Now, this is not the first time I've been asked this question. I must say that throughout my three years of studying, this has been the most commonly asked question that I've ever gotten and I genuinely understand why. Prior to my application to study the course, I was pretty much in the same boat - I didn't know what it was.
I believe that courses like Public Health are 'not' your typical science courses so there tend to be less research and interest around it from prospective students.
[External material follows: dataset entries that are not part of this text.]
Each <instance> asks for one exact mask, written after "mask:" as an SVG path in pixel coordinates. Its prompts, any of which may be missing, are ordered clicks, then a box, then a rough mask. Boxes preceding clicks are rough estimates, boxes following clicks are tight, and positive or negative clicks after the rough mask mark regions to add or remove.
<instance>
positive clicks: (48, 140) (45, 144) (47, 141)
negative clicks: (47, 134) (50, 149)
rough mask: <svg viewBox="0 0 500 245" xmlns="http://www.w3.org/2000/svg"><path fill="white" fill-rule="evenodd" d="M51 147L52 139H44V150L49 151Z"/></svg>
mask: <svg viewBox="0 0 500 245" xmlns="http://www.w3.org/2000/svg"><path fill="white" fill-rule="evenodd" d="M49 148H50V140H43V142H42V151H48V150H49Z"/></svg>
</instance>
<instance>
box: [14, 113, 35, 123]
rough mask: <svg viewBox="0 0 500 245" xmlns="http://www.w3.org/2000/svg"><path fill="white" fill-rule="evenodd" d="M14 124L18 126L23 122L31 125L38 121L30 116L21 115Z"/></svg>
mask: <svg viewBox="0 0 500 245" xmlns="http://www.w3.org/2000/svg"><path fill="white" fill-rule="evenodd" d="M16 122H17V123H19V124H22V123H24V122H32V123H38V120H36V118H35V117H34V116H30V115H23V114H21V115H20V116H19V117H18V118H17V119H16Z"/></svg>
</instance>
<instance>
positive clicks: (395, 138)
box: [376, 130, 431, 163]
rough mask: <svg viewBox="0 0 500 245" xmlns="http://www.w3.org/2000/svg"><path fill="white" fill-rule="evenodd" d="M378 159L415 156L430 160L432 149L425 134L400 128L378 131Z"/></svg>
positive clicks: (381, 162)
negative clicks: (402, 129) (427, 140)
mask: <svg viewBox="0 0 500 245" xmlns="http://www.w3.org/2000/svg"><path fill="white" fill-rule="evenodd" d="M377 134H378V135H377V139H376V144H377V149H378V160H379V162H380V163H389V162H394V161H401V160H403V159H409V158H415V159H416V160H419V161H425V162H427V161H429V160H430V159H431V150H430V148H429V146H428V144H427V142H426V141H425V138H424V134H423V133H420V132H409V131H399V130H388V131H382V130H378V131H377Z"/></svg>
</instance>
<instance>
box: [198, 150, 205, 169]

Simultaneously, most people just don't know what it entails so it tends to be overlooked.
So, what is Public Health?
Public Health is quite broad but, concisely, it can be defined as the art and science surrounding disease prevention, health promotion, prolonging life within a population through the organised efforts of the population and healthcare services/personnel.
Public Health looks at the population as a whole. In Clinical Science for example, the patient is the individual. However, the patient in Public Health is the population - this could be a community, town, city, village, country or even a continent.
To create a better understanding of Public Health as a course, I want to highlight some of the modules I have done so far and how they relate to the field.
The Population Health module: as I mentioned earlier, Public Health deals mainly with the Population. For this module, we looked at various populations, conducted a community assessment which helped to ascertain what challenges the community faced e.g. disease outbreaks, poor health infrastructure etc, evaluated current interventions and recommended new ones. As a student, this helps to develop your analytical as well as research skills.
Projects to Enhance Health: to prolong life and promote health and wellbeing within a given population, continuous projects, and programmes need to be introduced. For example, smoking cessation programmes. Of course, for such programmes or initiatives to be introduced, there needs to be some sort of evidence (usually from research) to highlight the benefits, to gain the support and funding from either the government or healthcare services and personnel. Therefore, this module gives an in-depth knowledge on how to design a research project proposal and how to properly apply for a grant.
Other modules include, the Global Health and Sustainability module which looks at population health from a global perspective (for example, the outbreak of Ebola in Liberia) and ways health initiatives can last long term and the Research and Evidence module which helps to develop research skills to mention a few.
Because of how broad Public Health is, there are various things you could do with it. Some of these include:
These are only a few of the job prospects in the Public Health field. The NHS Health careers website provides a great insight and information on these and other job roles, so it might be worth having a look at.
Overall, I've enjoyed the course so far. It's been an interesting one! My advice for anyone who is looking to do this course is to make sure you do your research about the course and possible career options. This would give you ideas and will make sure this is a field you would like to go into.
Essentially, if you would like to make a difference on a larger scale, this is the field for you!
Oh, in case you might be still wondering, what my final response to my colleague was, it was pretty much everything I've highlighted above but in the most concise way possible!